After that my mouth seals itself shut. I don't mean to be asking questions. People only give you answers they want you to hear. It is better to search for the truth without the aid of someone else. Still, Zart glances up at me past his eyebrows, before digging his hands deeper into the soil.

"The changing affects the body," Zart begins. "Bloodshot eyes, pale and clammy skin, bruises and pain. Seizures and hallucinations are a common side effect too. Med-jacks can't do much about it except give you Grief Serum."

Seizures and hallucinations are pretty much routine for me at this point. Waking up with mysterious bruises and aching bones happens far too often for someone who hasn't seen two weeks.

"That's not the worst of it though," he doesn't look up at me as he continues. "No one wakes up the same. Changes the mind, you know. Only seen three go through it before, and two of 'em are dead now. One from the insanity, one unrelated. Gally is the only one left standing, and he's not all that great anyway."

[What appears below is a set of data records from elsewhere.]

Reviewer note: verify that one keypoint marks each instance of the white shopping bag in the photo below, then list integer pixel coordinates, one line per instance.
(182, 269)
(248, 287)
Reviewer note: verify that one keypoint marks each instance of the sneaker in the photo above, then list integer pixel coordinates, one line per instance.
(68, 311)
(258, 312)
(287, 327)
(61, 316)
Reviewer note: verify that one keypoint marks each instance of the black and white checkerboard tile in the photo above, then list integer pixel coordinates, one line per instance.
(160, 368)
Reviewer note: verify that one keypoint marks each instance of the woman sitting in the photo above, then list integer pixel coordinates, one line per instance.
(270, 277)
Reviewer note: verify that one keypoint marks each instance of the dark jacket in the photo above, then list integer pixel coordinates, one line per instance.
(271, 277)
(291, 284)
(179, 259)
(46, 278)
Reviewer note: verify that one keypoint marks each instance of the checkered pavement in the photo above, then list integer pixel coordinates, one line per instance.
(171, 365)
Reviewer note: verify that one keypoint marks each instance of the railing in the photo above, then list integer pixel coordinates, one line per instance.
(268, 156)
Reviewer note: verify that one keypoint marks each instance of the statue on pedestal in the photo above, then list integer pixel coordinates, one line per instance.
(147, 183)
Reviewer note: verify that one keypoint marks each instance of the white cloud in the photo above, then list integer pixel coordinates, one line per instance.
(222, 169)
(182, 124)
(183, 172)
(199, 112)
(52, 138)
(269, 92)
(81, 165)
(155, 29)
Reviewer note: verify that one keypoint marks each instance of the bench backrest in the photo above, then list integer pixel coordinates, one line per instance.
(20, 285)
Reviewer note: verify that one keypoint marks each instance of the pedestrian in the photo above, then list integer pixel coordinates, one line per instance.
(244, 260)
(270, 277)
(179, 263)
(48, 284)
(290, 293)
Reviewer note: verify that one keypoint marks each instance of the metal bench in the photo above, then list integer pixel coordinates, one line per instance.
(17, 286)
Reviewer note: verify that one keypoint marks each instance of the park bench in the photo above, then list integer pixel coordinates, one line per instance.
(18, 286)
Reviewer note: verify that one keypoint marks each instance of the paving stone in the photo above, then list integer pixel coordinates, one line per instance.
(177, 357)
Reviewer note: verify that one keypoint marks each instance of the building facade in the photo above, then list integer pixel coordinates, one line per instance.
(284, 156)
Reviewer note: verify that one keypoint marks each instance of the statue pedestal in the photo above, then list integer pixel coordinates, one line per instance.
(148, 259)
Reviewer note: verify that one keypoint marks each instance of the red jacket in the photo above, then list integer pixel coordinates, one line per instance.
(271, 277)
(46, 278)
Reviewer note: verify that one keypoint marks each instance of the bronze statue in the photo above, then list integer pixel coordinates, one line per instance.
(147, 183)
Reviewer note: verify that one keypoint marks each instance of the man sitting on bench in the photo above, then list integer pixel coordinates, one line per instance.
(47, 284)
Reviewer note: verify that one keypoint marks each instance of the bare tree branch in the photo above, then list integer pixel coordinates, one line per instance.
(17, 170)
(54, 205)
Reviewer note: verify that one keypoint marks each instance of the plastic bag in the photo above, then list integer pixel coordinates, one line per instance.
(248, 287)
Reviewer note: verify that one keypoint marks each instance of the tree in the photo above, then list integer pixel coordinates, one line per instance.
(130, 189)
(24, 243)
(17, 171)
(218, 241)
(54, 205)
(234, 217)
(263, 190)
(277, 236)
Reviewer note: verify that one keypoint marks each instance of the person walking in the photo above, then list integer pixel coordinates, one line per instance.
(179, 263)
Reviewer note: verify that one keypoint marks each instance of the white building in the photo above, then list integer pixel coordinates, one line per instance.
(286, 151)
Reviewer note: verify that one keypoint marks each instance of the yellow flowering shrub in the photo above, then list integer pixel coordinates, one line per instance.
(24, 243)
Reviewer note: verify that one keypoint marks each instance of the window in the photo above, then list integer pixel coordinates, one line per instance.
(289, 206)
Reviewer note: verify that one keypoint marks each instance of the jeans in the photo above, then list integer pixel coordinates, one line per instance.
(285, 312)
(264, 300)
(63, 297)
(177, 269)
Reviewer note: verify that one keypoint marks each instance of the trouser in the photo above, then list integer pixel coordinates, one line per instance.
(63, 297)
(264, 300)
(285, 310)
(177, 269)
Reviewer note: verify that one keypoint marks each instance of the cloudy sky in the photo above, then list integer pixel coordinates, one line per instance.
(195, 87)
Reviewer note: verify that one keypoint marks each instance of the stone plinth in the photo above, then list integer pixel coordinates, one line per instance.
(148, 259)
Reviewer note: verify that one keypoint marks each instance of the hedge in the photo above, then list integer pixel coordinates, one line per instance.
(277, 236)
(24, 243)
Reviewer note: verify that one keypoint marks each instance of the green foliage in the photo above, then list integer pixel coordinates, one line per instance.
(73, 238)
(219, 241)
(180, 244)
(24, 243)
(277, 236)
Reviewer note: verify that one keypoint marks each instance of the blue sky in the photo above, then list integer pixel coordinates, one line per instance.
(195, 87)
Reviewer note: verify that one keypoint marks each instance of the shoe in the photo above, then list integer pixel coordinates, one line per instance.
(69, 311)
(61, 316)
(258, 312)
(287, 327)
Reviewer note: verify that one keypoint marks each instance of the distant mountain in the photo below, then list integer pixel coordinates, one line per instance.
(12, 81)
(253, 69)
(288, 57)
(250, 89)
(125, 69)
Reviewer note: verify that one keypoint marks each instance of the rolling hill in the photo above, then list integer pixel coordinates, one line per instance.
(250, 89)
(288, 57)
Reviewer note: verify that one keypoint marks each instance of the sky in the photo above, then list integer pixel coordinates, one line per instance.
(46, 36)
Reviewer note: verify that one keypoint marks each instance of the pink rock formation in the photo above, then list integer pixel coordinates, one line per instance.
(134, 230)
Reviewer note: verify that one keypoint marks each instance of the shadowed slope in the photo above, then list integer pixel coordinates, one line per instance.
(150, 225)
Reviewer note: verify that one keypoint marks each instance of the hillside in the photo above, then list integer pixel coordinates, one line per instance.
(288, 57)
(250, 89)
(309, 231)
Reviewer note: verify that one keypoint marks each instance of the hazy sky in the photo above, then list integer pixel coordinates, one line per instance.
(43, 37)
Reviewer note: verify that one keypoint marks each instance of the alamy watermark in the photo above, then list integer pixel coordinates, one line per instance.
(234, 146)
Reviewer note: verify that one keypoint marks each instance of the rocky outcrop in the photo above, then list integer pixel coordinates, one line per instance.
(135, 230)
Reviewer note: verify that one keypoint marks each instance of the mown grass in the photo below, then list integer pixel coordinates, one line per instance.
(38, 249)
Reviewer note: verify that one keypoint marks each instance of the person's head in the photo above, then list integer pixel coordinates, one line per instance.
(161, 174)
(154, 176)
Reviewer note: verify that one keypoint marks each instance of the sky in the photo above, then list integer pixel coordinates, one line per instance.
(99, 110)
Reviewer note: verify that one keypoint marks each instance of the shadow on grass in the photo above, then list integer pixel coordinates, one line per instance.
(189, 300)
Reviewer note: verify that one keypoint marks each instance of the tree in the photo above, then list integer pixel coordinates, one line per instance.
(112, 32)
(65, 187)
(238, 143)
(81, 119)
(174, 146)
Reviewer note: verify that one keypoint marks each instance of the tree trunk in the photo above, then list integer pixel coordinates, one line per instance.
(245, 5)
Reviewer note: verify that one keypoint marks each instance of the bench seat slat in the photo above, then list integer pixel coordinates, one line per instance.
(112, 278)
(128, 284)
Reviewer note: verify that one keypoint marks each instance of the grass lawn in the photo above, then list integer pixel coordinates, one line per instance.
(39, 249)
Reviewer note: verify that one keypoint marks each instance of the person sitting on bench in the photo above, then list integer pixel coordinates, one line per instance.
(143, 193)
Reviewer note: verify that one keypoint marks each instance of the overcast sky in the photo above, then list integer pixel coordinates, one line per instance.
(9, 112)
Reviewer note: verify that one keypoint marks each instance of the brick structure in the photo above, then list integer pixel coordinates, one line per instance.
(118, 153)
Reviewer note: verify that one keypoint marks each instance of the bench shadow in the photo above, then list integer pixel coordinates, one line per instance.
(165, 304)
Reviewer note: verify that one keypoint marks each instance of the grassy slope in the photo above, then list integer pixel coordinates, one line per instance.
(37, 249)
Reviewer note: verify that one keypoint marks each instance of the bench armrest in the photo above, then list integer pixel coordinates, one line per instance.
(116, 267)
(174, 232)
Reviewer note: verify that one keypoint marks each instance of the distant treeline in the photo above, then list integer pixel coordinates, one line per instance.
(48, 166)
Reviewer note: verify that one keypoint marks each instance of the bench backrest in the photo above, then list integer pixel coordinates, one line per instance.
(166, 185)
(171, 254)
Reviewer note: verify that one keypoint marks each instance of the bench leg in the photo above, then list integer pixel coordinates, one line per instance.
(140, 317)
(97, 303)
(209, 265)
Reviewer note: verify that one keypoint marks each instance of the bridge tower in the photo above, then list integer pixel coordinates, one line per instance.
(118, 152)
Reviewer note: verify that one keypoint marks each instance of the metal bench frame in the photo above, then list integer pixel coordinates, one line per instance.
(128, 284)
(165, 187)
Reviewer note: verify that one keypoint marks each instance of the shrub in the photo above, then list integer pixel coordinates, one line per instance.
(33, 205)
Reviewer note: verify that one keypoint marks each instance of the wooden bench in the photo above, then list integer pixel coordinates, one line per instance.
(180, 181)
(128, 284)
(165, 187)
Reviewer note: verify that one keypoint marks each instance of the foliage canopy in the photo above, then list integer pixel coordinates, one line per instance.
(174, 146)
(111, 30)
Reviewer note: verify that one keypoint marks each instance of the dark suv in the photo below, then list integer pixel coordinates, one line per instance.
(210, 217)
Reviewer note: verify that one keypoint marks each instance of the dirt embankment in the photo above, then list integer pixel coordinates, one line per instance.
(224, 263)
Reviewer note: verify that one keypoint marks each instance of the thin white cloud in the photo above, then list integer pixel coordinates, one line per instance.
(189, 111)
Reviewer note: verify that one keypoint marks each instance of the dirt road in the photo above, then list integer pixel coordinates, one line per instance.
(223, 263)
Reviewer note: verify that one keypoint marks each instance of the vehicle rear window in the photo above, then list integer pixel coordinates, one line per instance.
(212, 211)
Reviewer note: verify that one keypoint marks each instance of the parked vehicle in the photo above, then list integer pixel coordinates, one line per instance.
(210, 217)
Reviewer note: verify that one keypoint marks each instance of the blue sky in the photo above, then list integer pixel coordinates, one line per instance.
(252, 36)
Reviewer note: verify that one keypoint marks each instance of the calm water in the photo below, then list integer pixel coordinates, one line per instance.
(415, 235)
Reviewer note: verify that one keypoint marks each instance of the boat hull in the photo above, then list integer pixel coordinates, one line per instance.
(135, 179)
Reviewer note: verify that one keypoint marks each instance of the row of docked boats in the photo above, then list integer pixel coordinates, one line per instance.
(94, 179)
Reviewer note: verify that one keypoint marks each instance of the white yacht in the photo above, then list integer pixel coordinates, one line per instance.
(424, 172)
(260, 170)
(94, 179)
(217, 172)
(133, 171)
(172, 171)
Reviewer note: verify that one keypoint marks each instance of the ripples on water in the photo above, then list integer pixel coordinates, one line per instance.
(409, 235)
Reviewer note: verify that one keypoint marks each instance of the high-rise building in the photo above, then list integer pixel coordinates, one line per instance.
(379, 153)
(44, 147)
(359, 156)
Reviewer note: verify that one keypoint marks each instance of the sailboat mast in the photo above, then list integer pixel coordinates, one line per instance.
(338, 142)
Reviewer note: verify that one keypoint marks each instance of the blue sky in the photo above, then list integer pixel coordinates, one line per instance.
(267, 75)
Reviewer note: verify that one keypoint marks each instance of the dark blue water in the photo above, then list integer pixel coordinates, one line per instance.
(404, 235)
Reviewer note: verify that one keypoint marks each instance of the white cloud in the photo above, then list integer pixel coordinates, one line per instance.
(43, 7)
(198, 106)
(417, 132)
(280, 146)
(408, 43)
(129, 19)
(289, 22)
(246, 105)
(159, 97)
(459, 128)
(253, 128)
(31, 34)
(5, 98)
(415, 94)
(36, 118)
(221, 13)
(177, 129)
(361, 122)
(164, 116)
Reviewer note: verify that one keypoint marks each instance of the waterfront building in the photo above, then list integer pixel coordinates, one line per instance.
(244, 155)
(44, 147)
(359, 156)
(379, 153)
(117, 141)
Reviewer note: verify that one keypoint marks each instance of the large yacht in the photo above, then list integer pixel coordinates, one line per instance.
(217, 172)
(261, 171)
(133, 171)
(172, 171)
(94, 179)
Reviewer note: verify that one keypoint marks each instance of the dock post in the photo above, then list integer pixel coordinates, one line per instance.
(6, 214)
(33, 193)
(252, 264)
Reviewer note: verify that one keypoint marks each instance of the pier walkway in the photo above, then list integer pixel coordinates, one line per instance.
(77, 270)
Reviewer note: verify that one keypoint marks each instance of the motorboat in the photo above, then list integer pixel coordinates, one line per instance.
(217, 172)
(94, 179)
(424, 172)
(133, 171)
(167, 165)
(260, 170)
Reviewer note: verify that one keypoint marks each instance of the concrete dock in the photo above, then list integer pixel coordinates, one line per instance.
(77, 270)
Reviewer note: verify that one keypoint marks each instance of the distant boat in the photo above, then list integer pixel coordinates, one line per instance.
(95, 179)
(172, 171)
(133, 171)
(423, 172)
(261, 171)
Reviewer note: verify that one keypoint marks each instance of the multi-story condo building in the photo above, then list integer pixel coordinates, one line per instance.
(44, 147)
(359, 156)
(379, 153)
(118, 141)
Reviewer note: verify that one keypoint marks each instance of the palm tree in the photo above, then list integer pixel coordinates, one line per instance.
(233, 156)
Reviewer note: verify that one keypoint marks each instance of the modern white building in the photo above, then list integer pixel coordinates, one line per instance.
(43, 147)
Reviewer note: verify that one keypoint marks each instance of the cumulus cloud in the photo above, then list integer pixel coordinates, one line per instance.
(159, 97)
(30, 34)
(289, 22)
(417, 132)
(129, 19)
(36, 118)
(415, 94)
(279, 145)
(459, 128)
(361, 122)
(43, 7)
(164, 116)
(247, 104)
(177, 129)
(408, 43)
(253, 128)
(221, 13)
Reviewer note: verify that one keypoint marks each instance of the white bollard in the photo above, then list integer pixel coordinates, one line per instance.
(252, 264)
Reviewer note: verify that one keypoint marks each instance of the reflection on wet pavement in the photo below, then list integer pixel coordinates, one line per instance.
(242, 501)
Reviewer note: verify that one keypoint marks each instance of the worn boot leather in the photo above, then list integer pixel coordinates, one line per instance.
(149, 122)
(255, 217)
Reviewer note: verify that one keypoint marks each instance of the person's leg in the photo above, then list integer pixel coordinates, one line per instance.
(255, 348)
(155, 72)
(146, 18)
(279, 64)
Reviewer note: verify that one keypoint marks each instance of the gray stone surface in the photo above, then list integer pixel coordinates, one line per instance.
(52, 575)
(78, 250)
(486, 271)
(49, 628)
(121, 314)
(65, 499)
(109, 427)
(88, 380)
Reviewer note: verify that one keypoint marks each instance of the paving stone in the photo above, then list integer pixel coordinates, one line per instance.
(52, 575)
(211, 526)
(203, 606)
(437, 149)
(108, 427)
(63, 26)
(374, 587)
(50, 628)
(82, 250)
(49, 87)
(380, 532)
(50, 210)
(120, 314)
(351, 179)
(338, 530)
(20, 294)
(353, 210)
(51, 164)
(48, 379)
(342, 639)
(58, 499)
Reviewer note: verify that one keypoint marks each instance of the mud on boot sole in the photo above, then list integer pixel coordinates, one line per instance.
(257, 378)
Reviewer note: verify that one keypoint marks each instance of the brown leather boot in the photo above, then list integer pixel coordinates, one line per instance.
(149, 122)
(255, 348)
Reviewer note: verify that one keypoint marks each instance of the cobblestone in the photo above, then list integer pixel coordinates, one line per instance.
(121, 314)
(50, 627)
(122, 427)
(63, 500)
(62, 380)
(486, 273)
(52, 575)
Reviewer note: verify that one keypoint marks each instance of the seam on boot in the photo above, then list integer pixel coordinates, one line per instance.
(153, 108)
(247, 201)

"What happens to the mind?"

He stops digging, still on his knees as he looks up at me.

"You start to remember."

Remember. I need to remember what real sun feels like on my skin. Though it may be best to be forgotten, I must know what the smoke man did to me, and why he did in the first place. I need to remember all the shades of purple. And I must understand why the Creators have locked us in this fish bowl.

All of the answers lie at the fingertips of a monster, and in the liquid of a bottle. I must know.